その手の演出にすぐれているエンターテインメント作品として『BLACK LAGOON』(広江礼威・著)というマンガを題材に具体例を述べたい。累計発行部数は500万部を超えているので、ご存じのかたも多いだろう。


ブラック・ラグーン(サンデーGXコミックス)

創作のキャラクター造型には固有名詞を活用する

『BLACK LAGOON(ブラック・ラグーン)』は、二丁拳銃(トゥー・ハンド)の異名をもつ美人ガンスリンガーであるレベッカ(通称・レヴィ)が、世界各国のマフィアが集まる街ロアナプラで大活躍するアクション漫画だ。

レヴィは中国系アメリカ人であり、生まれはニューヨークの貧民街。実の父親を殺しており、そのときのレヴィはあどけなさを残した少女だった。孤児になって、生きるためにあらゆる悪事に手を染めてきたので、ろくに学校へ行っていない。

しかしながら『BLACK LAGOON』本編におけるレヴィは、けっして粗暴なだけのキャラクターとして描かれていない。たびたび名作映画や歴史上の人物を引用してイカした言い回しをするからだ。

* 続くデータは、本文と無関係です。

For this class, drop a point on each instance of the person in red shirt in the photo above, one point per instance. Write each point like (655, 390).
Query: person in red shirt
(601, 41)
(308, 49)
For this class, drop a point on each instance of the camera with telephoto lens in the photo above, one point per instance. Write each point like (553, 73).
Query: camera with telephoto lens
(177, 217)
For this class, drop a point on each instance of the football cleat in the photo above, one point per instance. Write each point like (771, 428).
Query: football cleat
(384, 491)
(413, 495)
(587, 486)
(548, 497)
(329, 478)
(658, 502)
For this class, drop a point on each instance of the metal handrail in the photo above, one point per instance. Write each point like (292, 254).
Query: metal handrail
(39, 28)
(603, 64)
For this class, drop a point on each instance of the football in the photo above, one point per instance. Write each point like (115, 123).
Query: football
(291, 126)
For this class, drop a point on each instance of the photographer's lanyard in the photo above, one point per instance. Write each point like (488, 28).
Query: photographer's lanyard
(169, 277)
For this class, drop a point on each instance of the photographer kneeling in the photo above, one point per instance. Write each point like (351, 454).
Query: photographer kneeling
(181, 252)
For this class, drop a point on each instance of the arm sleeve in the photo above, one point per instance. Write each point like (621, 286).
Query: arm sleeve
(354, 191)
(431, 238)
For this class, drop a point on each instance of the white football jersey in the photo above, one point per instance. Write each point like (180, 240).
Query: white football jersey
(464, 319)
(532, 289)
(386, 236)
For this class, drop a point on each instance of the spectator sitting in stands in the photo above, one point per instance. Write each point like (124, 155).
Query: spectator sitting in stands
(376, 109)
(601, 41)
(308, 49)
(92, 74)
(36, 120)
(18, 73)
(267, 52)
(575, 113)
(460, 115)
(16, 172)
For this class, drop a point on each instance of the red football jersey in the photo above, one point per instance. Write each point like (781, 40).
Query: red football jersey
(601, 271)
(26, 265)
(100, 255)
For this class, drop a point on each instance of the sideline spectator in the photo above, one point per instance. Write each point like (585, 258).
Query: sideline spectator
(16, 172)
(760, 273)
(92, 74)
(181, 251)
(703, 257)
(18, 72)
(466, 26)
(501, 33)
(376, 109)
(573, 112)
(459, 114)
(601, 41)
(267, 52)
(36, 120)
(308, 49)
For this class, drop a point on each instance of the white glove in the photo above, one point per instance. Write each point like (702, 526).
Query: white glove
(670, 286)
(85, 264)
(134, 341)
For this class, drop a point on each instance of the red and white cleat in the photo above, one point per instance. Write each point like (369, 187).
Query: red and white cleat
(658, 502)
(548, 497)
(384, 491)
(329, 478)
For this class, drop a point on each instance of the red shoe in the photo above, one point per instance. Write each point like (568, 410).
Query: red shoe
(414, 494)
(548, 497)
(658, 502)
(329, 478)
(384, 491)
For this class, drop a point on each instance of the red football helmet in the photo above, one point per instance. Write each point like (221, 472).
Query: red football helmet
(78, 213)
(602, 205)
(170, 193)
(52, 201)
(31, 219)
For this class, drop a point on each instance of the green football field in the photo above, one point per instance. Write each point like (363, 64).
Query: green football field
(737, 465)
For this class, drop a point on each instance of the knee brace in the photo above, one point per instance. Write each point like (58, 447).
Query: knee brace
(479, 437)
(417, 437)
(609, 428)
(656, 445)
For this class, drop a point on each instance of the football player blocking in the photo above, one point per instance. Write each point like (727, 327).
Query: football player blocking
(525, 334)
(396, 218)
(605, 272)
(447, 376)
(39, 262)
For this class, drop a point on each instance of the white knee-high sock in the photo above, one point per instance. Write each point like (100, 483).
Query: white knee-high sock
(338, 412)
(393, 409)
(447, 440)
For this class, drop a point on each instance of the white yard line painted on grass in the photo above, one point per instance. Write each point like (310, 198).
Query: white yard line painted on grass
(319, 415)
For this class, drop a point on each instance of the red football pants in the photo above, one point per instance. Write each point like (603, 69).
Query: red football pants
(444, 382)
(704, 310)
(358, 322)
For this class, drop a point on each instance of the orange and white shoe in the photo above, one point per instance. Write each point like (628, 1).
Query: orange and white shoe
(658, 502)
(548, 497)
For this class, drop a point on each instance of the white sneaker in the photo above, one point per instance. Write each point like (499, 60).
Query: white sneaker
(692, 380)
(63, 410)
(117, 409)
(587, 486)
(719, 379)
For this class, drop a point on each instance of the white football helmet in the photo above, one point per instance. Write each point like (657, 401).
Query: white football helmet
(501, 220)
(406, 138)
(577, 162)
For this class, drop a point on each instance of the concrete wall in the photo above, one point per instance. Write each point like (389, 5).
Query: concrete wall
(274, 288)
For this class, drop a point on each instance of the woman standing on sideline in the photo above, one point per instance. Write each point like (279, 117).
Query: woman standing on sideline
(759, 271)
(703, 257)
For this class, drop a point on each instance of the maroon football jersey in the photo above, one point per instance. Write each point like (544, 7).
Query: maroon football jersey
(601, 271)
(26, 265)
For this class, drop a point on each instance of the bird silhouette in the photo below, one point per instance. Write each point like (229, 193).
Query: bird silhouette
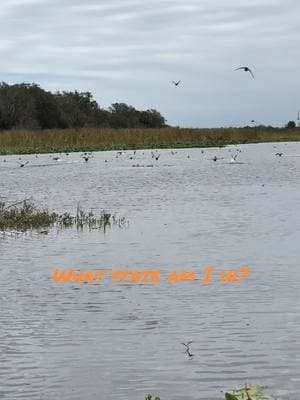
(187, 347)
(246, 69)
(23, 164)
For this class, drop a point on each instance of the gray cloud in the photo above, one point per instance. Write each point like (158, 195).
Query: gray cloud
(124, 50)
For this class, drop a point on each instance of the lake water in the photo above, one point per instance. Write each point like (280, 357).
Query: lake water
(122, 341)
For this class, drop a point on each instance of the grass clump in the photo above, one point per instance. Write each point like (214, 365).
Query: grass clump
(23, 216)
(97, 139)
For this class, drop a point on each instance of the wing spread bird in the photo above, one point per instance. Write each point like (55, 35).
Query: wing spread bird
(246, 69)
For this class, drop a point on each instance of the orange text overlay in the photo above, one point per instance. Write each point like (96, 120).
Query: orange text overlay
(207, 276)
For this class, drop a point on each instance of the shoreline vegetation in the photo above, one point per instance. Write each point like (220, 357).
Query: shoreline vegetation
(24, 216)
(104, 139)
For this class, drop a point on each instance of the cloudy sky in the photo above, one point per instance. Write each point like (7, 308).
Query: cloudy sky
(130, 51)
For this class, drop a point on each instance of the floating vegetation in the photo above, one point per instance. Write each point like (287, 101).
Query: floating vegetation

コミック単行本の第8巻において、知りたい情報を聞き出すために「正直に話せば命は助けてやる」と約束したにもかかわらず、用が済むやいなや、レヴィが瀕死の相手を容赦なく射殺するシーンがある。

非情なおこないに対して、そのとき同行していた人物が「あんたは、ジェフリー・マーダーと同じ種類の人間だ」と指摘して、レヴィのことを激しく非難する。

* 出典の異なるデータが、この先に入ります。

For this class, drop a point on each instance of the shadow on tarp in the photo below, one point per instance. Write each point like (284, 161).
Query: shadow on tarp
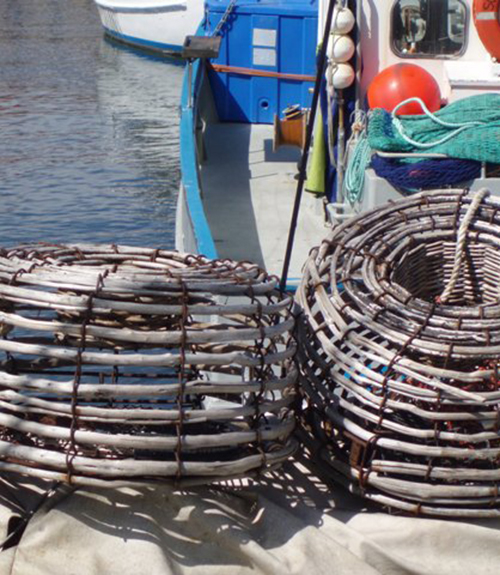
(212, 522)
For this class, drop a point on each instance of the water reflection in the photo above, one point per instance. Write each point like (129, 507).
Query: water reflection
(89, 147)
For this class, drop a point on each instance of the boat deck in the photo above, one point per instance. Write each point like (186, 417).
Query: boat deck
(248, 194)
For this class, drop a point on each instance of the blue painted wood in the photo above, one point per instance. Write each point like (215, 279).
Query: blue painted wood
(189, 167)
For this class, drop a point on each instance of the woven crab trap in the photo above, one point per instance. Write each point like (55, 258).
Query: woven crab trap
(399, 346)
(139, 364)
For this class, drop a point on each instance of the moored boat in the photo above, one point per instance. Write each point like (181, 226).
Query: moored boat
(156, 25)
(238, 190)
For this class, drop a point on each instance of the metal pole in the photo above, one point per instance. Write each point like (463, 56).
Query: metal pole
(190, 82)
(307, 145)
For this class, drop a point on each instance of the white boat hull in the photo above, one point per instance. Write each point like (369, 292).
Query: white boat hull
(159, 25)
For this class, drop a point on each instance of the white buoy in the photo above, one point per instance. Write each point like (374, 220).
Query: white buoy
(340, 48)
(340, 76)
(343, 20)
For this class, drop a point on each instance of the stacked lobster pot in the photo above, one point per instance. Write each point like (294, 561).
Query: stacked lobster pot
(399, 347)
(139, 364)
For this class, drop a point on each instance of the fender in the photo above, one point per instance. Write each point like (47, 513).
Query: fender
(486, 15)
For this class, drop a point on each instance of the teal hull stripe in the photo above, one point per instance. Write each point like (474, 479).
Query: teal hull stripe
(189, 171)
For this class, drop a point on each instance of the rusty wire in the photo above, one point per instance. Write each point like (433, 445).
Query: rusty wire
(401, 386)
(124, 363)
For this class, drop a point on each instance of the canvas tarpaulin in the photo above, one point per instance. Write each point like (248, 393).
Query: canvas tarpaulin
(288, 523)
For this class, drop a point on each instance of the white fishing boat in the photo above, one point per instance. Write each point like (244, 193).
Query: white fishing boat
(157, 25)
(238, 189)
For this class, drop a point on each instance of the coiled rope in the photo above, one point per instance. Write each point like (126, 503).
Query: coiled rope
(457, 127)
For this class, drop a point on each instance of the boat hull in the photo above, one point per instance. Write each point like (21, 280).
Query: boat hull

それに対してレヴィは「ダーマー、だ。あたしに金玉コレクションの趣味はねえ」と返答する。(『ブラック・ラグーン』第8巻から引用

レヴィの言うとおり、「男性器のホルマリン漬けコレクション」で有名な連続殺人犯の正式名はジェフリー・ダーマーだ。有名な殺人鬼なので「マーダー(殺人者)」とよく間違えられる。緊迫した状況にもかかわらず、相手の誤りを訂正するだけでなく気のきいたことを言い添える。まさに当意即妙のやりとりであり、レヴィの「粗暴な性格で育ちは最悪だが、じつは知性もある」というキャラクター性をうまく表現している。

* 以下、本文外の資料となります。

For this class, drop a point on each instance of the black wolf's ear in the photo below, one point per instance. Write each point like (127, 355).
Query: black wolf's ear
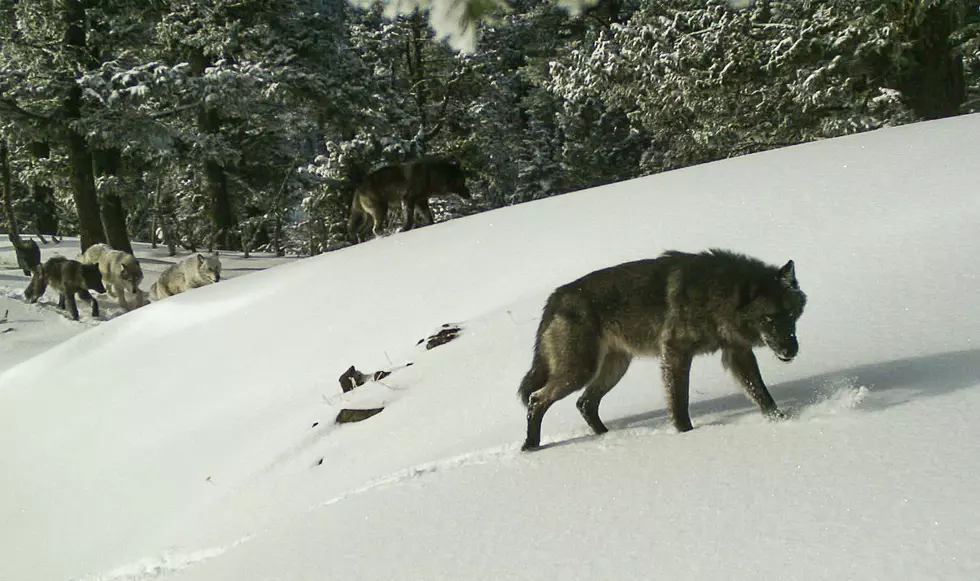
(787, 275)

これ以外のシーンでも、レヴィは自分たちが追いやられた状況にあわせて名作映画のタイトルを挙げて皮肉ってみたり、意外にも「オプラ・ウィンフリー・ショー(米国のテレビ番組。書籍紹介コーナーが人気)」に詳しかったりする。学校に行けず裏社会で生きるしかなかったレヴィにとっては、テレビ番組や映画を眺めることが学びの機会であったことを推し量ることができる。

以上のように、登場人物のセリフに固有名詞を含めることによってキャラクターの内面を豊かに表現できる。ネーミング辞典は「名付け」だけでなく、人物造型のためのヒント集としても活用できそうだ。